Flux ‘n’ Flame is located in a very rural part of Dorset and is housed in a stunning barn conversion, beautifully fitted out as a workshop for a maximum of 8 students, and with 2 tutors per session, you really do get lots of help and guidance throughout the course.  The most wonderful thing about this jewellery school  (unusually I believe), is there is no set structure to the “course”.

Flux n Flame workshop

Flux 'n' Flame workshop

You get to decide what you want to make and the tutors will help you achieve it, demonstrating, advising and encouraging you every step of the way.  It really gives you the freedom from the start to explore your own ideas and come up with a truly unique design.  No worries either if you just can’t manage this bit on your own – they have a library full of wonderful books from which you can’t fail to find something to inspire your creative side.

On arrival I was welcomed by Jesa and Fran who made me feel instantly at home by offering me a steaming mug of tea.  As others on the course gradually arrived, we all started to feel more relaxed and excited at the prospect of what was to come.

Fran gave us all a quick tour of the workshop, explaining along the way what some of the different tools and equipment were and what they could be used for.  Some of my fellow students had dabbled in jewellery making before and were thus able to get stuck in almost immediately.  For the rest of us newbies it took a little while to decide what piece we thought we might be able to manage at our first attempt.  One or two chose to make bangles, another a brooch, but I took the simplest option and started with a ring.

My ring was to be a simple but wide plain band of silver, to give me the chance to practice a few of the fundamental techniques essential to the craft.  To make it a little more interesting, I was going to employ the technique of reticulation in order to give texture and interest to the surface of the silver before shaping the ring.  When the surface of a sheet of metal is melted, a rippled texture is formed and,  since this technique’s effects are completely random, the design created will be unique to the piece.

Well,  I thought it was going to be simple …


In the beginning …

It’s always difficult starting something new.

This is definitely something very new for me – I’m no writer, but I am a fledgling jewellery maker and I’d like to share my journey with whoever else out there might be considering diving in, not necessarily into jewellery design, but any craft or project for which they feel unprepared.  I’m still pretty close to the bottom of this ever steeper hill, but I can confidently say that I wouldn’t change where I am for anything.

So anyone out there who longs for a creative outlet, for something that just might make the difference between going quietly insane in their day job, follow me on my journey and you might just be inspired enough to seek a creative journey of your own.

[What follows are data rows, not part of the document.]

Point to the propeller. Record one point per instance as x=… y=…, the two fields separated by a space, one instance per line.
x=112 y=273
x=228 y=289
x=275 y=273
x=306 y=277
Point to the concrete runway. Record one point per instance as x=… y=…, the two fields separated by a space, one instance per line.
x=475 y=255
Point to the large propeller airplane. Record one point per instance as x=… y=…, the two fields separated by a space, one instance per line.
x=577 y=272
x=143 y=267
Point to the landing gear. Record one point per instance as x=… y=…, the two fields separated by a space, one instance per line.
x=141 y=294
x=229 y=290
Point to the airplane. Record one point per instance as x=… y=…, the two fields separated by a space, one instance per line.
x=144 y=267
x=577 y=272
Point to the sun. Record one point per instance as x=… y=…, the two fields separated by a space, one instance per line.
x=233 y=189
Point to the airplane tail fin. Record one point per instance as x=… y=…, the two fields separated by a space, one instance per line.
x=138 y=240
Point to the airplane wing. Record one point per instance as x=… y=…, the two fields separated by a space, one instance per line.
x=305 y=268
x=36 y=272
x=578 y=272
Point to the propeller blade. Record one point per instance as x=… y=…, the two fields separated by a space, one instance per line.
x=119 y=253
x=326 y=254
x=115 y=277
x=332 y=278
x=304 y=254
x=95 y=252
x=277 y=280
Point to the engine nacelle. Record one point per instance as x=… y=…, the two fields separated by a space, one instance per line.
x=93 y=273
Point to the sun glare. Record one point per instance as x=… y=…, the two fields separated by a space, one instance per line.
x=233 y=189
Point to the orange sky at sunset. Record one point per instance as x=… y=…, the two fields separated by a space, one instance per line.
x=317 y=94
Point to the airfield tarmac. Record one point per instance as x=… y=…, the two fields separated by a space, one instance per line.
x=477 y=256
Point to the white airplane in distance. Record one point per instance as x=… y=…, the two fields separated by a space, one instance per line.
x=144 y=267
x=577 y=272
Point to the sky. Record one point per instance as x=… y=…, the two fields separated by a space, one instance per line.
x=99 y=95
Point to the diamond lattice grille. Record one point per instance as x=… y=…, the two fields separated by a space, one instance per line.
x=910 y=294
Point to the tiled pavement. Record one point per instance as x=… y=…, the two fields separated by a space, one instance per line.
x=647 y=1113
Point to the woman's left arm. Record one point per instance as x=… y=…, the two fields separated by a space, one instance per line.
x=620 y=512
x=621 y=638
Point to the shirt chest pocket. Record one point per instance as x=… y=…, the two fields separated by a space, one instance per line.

My first steps were an early birthday present.   I’m a December baby (ok, not such a baby anymore) and my better half (Toby) though it would be an excellent idea to get shot of me for the weekend (my birthday fell on the Sunday that year) – charming you might think, but little did he know what the consequences of so rash an action were to be!  My present was a three day jewellery making course at Flux ‘n’ Flame Jewellery School.  The school is run by Jesa and Al Marshall, Jesa recently winning a Silver Craft & Design Award; she’s also had her work highlighted in Vogue magazine.

Spinel, Tourmaline and Diamond Ring

Spinel, Tourmaline and Diamond Ring - From the "Being" Collection by Jesa Marshall

A lot to live up to!  But, nearly two years on from that first taste of the magic of crafting with precious metal, I am now working on my own (albeit more simple) commissions and am regularly selling my work.  A fabulous feeling.